Being quite the fan of the show (there was a time when I even had audio tapes of both of the finals), I remember quite a bit about it. Here are a few details that have been left out:
In the first season, the first four "typewriter" questions were two-part multiple choice (although a couple of players got a "choose two out of three" question at the $128 level); the machine had a few glitches - one of the eventual $64,000 winners (the Football expert) was called incorrect on a $512 question because the machine gave the wrong answer.
The three "monitor" questions were one-part "normal" questions, except that for the first few contestants to reach $4000, that question had two parts. (Two brothers competed on the show separately; they both chose Opera, and both missed $4000 questions, each going home with $1 plus consolation prizes.)
Once reaching the $4000 "plateau", a player missing the $8000 or $16,000 question won a car (a Buick Skyhawk, I think); a player missing the $32,000 or $64,000 questions won $16,000.
There was one significant change from the old version here; if you missed any one question in an "isolation booth" multiple choice (4 questions at $8000, 5 at $16,000 and $32,000, and 7 at $64,000), you were given a "make-up" question and could still win. (Two of the first season's $64,000 winners - the Wine and Sousa experts - needed it in the last question.) (There was one exception: the first contestant to get a $64,000 question (category: U.S. Presidents) got a 6-part question but no makeup - too bad, too; he got the first five right but didn't know that Eisenhower was the President when Hawaii became a state (if that sounds familiar, it was recently an answer on Jeopardy!).)
(Two contestants were told that if they got the first five parts of their $64,000 question correct, they would be guaranteed $32,000; however, one missed one of the five parts and the other won $64,000.)
The first question ever asked (in the category Michelangelo): was "Michelangelo" the artist's first name or his last name? (Answer: his first name - Michelangelo Buonarroti.)
Nobody missed the $64 question, but somebody did miss at $128, not knowing that Lyndon Johnson was the only President sworn in by a woman (normally, the Chief Justice does it, but LBJ was in Texas when JFK died, and they wanted him sworn in as soon as possible.)
There were, in fact, four $64,000 winners the first (Mike Darrow) season (and I think they won in this order): I can't remember the first winner's name - I think it was something like Robert Lupinsky - whose category was Wines (later clarified as "Great Wines of France and Italy"); Don Chu (I think he was a watch repairman - I do remember he was from San Francisco), whose category was Big Bands; Dr. Jacuqline Hill (the show's answer to Dr. Joyce Brothers, although Hill's degree was in meteorology), with professional football; and June Bacon-Bercey, expert on John Phillip Sousa.

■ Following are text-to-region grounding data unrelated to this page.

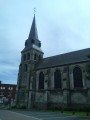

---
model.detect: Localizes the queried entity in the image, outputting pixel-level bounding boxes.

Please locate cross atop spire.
[34,8,36,16]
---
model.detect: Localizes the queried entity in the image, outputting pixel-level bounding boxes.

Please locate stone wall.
[33,62,90,109]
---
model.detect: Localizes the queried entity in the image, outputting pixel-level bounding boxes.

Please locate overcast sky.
[0,0,90,84]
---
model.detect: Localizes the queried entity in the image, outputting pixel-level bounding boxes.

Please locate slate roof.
[28,15,38,40]
[36,48,90,70]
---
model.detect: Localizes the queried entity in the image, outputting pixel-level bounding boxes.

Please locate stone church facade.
[16,15,90,109]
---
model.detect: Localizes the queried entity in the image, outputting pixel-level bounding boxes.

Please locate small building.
[0,81,16,104]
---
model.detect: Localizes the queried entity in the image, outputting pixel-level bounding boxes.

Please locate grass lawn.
[61,111,90,117]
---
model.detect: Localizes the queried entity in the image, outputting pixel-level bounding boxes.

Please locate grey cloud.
[1,0,90,84]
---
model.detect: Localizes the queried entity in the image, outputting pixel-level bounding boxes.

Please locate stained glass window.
[54,69,61,88]
[73,67,83,88]
[39,72,44,89]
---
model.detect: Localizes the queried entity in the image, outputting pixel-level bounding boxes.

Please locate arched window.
[73,67,83,88]
[24,64,27,72]
[34,53,37,60]
[23,54,26,61]
[38,42,41,47]
[54,69,61,88]
[38,72,44,89]
[27,53,30,60]
[31,39,34,44]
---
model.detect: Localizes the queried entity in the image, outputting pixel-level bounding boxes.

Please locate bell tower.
[21,14,43,67]
[16,14,44,106]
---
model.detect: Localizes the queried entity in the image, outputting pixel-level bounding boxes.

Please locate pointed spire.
[22,12,43,54]
[28,14,38,40]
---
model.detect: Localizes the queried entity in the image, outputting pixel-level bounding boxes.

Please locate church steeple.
[21,14,43,54]
[16,11,44,108]
[28,15,38,40]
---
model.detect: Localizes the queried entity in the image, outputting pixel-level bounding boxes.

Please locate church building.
[16,15,90,109]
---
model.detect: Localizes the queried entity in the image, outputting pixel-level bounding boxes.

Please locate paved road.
[0,110,90,120]
[0,110,39,120]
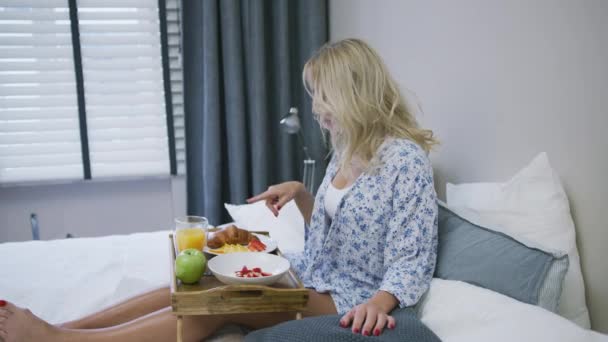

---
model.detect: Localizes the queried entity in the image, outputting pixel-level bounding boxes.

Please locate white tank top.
[324,182,353,219]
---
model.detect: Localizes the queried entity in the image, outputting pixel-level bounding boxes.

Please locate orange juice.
[176,228,206,252]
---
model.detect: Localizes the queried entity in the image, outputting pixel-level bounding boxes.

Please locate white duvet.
[0,231,606,341]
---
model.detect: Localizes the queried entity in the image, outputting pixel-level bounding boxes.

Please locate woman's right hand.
[247,181,306,217]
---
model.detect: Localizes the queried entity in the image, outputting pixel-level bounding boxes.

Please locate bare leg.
[302,290,338,317]
[60,287,170,329]
[0,290,336,342]
[61,287,336,330]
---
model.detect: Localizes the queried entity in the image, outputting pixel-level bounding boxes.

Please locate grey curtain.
[183,0,328,225]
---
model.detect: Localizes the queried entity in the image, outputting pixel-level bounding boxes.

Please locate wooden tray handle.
[220,289,265,299]
[202,284,291,298]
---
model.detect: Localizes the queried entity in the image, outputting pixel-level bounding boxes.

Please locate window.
[0,0,82,183]
[78,0,171,178]
[166,0,184,175]
[0,0,181,184]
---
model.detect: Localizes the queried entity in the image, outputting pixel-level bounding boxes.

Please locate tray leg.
[177,315,183,342]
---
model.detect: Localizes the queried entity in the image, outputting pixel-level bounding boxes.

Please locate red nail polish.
[277,205,282,210]
[389,323,395,329]
[363,330,369,336]
[353,328,360,334]
[339,321,345,328]
[374,329,380,336]
[0,300,6,307]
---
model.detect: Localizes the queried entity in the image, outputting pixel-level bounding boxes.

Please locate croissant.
[207,225,259,249]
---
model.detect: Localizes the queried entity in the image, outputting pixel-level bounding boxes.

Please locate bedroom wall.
[0,177,187,242]
[330,0,608,332]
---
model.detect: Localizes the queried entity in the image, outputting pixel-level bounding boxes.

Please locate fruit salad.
[235,266,271,278]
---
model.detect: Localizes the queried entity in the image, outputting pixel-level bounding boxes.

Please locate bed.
[1,154,607,341]
[0,228,605,341]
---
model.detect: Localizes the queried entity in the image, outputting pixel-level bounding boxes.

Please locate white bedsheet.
[0,231,172,324]
[0,231,606,341]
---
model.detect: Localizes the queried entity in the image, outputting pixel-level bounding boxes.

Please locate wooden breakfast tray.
[168,233,309,316]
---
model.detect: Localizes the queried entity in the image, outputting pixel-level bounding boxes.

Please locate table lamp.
[280,107,316,193]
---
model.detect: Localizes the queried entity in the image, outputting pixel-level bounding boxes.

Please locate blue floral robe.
[285,138,438,314]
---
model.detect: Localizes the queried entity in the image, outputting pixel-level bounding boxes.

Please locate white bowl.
[207,252,290,286]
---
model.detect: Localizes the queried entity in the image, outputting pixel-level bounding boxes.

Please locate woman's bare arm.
[293,183,314,224]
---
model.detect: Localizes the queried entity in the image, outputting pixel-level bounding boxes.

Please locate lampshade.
[279,107,301,134]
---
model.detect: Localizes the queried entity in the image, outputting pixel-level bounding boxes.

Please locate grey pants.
[245,308,441,342]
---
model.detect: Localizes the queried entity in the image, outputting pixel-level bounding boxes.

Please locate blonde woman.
[0,39,439,342]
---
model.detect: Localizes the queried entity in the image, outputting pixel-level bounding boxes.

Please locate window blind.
[77,0,170,178]
[166,0,184,174]
[0,0,83,183]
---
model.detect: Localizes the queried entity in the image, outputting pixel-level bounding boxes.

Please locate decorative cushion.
[436,202,568,312]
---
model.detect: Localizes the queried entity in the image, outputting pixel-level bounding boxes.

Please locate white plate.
[207,252,290,286]
[204,233,278,256]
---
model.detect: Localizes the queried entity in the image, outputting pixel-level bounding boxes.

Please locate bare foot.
[0,301,59,342]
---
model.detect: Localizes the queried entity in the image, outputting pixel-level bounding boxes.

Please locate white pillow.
[224,200,305,253]
[446,152,590,328]
[418,279,606,342]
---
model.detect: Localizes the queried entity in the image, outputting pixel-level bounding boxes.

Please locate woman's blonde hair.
[303,38,438,170]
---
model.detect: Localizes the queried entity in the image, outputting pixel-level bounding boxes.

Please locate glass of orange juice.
[175,216,208,253]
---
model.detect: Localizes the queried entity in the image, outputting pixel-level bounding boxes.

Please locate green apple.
[175,248,206,284]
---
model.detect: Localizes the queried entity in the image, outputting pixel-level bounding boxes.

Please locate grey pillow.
[435,202,569,312]
[245,308,440,342]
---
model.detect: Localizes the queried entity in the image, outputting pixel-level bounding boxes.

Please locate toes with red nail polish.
[374,329,380,336]
[353,328,360,334]
[0,300,6,307]
[363,330,369,336]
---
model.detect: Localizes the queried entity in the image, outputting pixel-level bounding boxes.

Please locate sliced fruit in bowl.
[207,252,290,286]
[235,266,272,277]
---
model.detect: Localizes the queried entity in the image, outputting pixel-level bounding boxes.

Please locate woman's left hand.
[339,302,396,336]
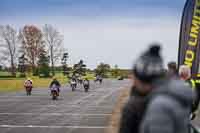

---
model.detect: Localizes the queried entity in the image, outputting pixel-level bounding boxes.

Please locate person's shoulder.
[171,79,190,88]
[148,95,179,113]
[168,79,193,95]
[123,96,146,112]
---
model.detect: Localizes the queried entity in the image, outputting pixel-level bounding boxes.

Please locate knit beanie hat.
[133,44,164,83]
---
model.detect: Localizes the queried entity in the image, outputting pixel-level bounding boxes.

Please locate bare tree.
[0,25,18,76]
[43,24,63,76]
[18,25,45,74]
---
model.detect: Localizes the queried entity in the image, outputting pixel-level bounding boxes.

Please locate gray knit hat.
[133,44,164,83]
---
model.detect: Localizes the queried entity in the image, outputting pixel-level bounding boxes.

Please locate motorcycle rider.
[49,77,61,94]
[78,76,83,84]
[83,78,90,88]
[24,78,33,95]
[70,77,77,89]
[24,78,33,86]
[131,44,193,133]
[96,75,103,83]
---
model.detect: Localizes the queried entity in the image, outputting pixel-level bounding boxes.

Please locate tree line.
[0,24,65,77]
[0,24,128,78]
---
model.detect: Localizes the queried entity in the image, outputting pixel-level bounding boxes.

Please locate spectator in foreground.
[120,44,193,133]
[138,46,193,133]
[119,44,165,133]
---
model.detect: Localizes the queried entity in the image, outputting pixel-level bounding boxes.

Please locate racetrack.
[0,79,130,133]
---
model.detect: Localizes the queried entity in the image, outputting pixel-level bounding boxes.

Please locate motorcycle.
[70,81,77,91]
[78,78,83,85]
[118,76,124,80]
[83,81,90,92]
[94,78,103,84]
[50,86,59,100]
[25,86,32,96]
[24,81,32,96]
[99,78,103,84]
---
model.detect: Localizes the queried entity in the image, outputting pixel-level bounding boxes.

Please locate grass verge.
[105,88,130,133]
[0,73,95,92]
[0,77,69,92]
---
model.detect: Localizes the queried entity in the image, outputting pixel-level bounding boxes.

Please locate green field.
[0,77,68,92]
[0,69,130,92]
[0,72,95,92]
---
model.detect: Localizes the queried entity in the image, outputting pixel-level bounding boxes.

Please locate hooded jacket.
[119,86,147,133]
[140,79,193,133]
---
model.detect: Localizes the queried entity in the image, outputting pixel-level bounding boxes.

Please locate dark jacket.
[50,80,61,88]
[119,87,147,133]
[140,79,193,133]
[186,79,200,113]
[83,80,90,86]
[194,82,200,112]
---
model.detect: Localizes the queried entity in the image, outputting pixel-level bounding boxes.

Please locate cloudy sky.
[0,0,186,69]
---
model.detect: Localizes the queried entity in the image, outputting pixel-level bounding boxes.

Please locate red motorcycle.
[26,87,32,96]
[24,85,33,96]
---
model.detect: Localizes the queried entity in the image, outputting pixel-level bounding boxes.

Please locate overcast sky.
[0,0,186,69]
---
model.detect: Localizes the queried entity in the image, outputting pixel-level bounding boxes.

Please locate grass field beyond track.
[0,73,95,92]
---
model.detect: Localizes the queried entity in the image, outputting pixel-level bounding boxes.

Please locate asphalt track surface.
[0,79,130,133]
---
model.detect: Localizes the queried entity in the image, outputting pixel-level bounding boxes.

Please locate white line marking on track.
[0,104,113,109]
[71,92,97,105]
[0,96,47,98]
[94,87,121,105]
[0,113,111,116]
[0,125,111,129]
[0,99,25,102]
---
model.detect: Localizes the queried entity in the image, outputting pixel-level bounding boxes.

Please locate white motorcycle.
[70,80,77,91]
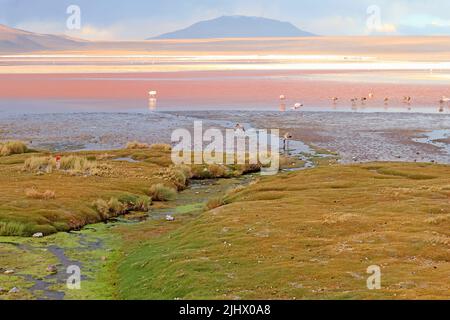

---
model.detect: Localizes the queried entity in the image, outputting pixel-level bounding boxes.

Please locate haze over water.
[2,37,450,115]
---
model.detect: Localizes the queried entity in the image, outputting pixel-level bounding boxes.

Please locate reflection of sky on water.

There were also at least four contestants who missed at $64,000; two of them were Susan B. Anthony (a distant niece of the women's rights leader), whose category was Women's Rights (and yes, one of the answers was "Susan B. Anthony"), but who missed both one part of her $64,000 question and the make-up (and she realized what the right answer was the minute she was told her answer was wrong), and former basketball player Jerry Lucas, whose category was The Bible (I think it was more of a test of his memory training system); the only question he missed was at the $64,000 level, but when he was asked to name the chapter and verse of the Golden Rule, he knew the chapter, but took a guess at the verse because, he didn't memorize the verse numbers (there were just too any of them).
Anyway, the end-of-season tournament lasted four weeks. In each of the first three weeks, each of the four contestants got four questions; anybody who got all four right received a fifth question. After three weeks, the two high scores (the Wine expert, and Don Chu) returned for the final; the first to six won. Both got to six at the same time, so they went to "overtime" rounds; I think they both got one right, but then the Wine expert missed his question and Chu was correct on his, so he won the $128,000 (i.e. $64,000 in addition to the $64,000 already won).
(By the way...the "security agent", Michael O'Rourke, was shown once, in a long shot handing Mike one of the $64,000 questions. It could be the same person who was on one of the '50s game shows (Tic Tac Dough, I think); there is a picture of someone with that name in one of the older Game Shows books.)